Unified and direct stable asset "restaking" protocol enabling decentralized applications.

Stablepoint

Created At

ETHGlobal London

Winner of

PancakeSwap - Innovation & Integration

Project Description

Stablepoint uses v4 hooks in order to provide a more powerful 'LP' token fungible between stable pools and supporting DeFi protocols. A hook mints ERC20 tokens when users deposit tokens into select stable v4 LP pools, and requires those tokens in order to enable LP withdrawals.

Providers can therefore choose to hold on to those tokens, sell them to enter into a no-maturity CDP, or stake them to enable greater access to ecosystem applications. The staking contract is designed to emulate a core enabler of restaking protocols: delegating unused staking room. By doing so, users can delegate stake to various protocols while maintaining the full balance in the staking contract and therefore are able to represent their full staked weight across all eligible applications. This is something that is also only enabled by the stability of stable concentrated liquidity pools.
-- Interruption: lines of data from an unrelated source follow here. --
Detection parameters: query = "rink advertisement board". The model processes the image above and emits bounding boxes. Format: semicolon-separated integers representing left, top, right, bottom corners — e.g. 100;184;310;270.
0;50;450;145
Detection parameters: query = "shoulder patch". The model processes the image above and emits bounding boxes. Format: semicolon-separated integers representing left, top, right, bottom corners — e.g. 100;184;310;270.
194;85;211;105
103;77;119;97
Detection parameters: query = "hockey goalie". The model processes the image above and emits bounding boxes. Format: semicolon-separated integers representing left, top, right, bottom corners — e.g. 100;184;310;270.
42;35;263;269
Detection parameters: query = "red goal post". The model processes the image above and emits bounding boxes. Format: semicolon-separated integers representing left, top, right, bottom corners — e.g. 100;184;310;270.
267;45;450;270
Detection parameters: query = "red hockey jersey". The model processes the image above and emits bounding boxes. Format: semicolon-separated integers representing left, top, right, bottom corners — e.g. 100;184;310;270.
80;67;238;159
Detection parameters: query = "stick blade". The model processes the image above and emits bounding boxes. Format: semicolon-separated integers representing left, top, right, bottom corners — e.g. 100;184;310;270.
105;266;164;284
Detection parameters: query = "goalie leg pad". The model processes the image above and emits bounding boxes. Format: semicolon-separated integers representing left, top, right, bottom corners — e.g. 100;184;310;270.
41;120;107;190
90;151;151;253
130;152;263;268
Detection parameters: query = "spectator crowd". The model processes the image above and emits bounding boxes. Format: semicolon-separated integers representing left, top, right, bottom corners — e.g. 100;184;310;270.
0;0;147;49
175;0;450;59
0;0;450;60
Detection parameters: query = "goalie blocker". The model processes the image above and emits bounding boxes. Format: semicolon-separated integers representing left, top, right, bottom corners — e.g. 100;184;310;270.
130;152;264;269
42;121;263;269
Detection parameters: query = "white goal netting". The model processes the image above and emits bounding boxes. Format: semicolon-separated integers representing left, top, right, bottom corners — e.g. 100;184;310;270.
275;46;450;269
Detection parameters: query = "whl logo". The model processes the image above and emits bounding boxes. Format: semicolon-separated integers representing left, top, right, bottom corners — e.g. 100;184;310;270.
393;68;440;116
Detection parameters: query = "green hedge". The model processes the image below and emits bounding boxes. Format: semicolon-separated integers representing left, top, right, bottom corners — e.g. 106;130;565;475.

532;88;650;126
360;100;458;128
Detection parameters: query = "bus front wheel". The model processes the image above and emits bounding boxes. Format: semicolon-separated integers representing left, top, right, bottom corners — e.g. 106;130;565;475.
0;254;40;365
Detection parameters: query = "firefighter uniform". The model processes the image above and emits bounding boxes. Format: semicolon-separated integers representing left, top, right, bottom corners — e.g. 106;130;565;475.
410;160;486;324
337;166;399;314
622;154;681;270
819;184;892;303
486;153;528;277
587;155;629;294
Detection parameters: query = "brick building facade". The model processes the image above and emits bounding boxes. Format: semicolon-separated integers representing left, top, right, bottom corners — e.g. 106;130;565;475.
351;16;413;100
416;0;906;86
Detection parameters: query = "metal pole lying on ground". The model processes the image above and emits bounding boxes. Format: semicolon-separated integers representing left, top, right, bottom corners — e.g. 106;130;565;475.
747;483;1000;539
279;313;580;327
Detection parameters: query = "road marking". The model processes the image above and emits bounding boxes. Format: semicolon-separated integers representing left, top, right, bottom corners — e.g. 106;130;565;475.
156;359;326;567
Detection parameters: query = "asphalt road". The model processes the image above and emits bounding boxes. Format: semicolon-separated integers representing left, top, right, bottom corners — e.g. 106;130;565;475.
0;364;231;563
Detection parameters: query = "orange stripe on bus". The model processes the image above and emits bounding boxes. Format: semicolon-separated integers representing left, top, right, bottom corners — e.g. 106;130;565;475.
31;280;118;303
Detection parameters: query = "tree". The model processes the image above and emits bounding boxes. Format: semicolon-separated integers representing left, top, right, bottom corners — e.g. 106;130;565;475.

In the event that users are slashed on applications, confiscated funds are made available to purchase at a fixed price, creating soft assurances and making it a better CDP product for participating LPs.

How it's Made

We utilized Scaffold-Eth, Foundry as baseline boilerplates, and the PancakeSwap v4 and Uniswap v4 repositories to integrate v4 pools and hooks. For a base layer we utilized Ethereum and Arbitrum Sepolia testnets. The core project architecture exists as a set of interconnected smart contracts, and therefore the primary complexities was ensuring functionality with the new v4 tooling.